The Key To The Knee – The Vastus Medialis Oblique (VMO)

by | Aug 28, 2018 | Exercise, Prehab, Uncategorized | 0 comments

A Quick Overview

The VMO, or teardrop muscle as it is often referred to, is one of a group of muscles found at the front of the leg. Specifically, forming part of the vastus medialis, or inner musculature, of the thigh.

Anatomically the VMO is found on the inside of the leg, just above the knee. Functionally it works to extend (straighten) the leg through the last few degrees of the knees range.

Marked weakness and atrophy of the quadriceps muscle is often observed after knee injury, knee surgery or in patients with knee joint arthritis. Ongoing quadriceps weakness is clinically important, as it is associated with impaired knee-joint stability and physical function. Moreover, weaker quadriceps have been associated with an increased rate of loading at the knee whilst greater quadriceps strength may protect against knee pain, patellofemoral cartilage loss and tibiofemoral joint-space narrowing.

In summary, weaker leg muscles mean painful, less stable knees, and who wants that? The VMO’s key role in stabilising the knee makes targeting it correctly an essential part of any knee prehab or rehab programme! The implications of robust, strong leg muscles, and specifically a well balanced and strong vastus medialis are truly far reaching!
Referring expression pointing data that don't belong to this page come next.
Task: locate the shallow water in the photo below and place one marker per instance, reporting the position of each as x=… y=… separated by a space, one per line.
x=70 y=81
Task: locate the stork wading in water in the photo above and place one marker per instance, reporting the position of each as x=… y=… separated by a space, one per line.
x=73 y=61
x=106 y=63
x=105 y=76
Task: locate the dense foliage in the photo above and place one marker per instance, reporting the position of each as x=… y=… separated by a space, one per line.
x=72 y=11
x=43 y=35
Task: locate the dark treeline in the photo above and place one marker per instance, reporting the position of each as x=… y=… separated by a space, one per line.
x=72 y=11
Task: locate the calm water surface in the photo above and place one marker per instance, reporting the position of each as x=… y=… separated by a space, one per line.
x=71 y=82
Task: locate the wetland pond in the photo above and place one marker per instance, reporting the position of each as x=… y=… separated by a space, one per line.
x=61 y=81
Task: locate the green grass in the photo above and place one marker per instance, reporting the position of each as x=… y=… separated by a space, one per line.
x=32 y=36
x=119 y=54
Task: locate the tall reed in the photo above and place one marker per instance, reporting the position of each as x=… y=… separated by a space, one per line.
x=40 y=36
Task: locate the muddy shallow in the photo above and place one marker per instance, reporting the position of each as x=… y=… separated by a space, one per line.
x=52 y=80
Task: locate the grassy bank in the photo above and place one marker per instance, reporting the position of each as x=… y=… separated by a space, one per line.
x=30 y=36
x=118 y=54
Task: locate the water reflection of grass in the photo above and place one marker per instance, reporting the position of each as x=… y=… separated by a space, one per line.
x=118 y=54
Prehab – The Best Way To Avoid Rehab:

It seems pretty obvious therefore that the best way to keep our knees healthy is to keep the muscles around them in great shape! Below are some of my favourite ways to promote VMO activation and strengthening. Perhaps pick a few of days as activation warm-up drills before training, or finish off with them after a work-out:

  1. Start with your foam roller!

Foam rollers are a great tool to have available and something I suggest to most of my patients. A quick foam roll is an essential part of any warm up, targeting the low back, hamstrings and quadriceps in this case.

Harder to reach areas can be targeted using a trigger point release ball.

  1. Half Squat Monster Walk.

Using a suitable therraband and tie your ankles together. Get into a half-squat and slowly move one ankle away from the other, really focusing on squeezing your bum and keeping your torso upright.

  1. Single leg four-point cross.

Get into a single-leg half squat on your working leg and hold. Using your other leg tap a point in front, behind, to the left and right of you (a four pointed cross). Thats one repetition. Experiment with different squat depths on your working-leg, remember that lower ranges will target the VMO less, whilst the closer you are to a locked knee, the more the VMO will come into play.

  1. Single leg box squats.

Use a box or step which reaches approximately hip height and stand right at the edge, working leg flat and facing forward. Slowly lower yourself into a single leg squat, trying to reach the floor. Without resting at the base, bring yourself back to the starting stance.

  1. Bulgarian Split Squats

One of my favourite leg exercises, truly an all rounder!

  1. Isometric Leg Extension Hold

The leg extension machine has been getting a lot of flak lately in strength and conditioning circles due to the high level of load it may place through the knee joint.

I like reducing the amount of joint loading whilst still reaping stability and strengthening benefits through isometric holds on a leg extension machine.

Load up the leg extension to around 45% of your one repetition maximum, raise to a few degrees away from knee locking and hold. A protocol of 5 sets of 45 second holds, with 2 minutes rest in between repetitions works wonders!

If you do have any specific concerns regarding any aches or pains I urge you to contact a licensed physiotherapist.

Wishing you all healthier, happier knees!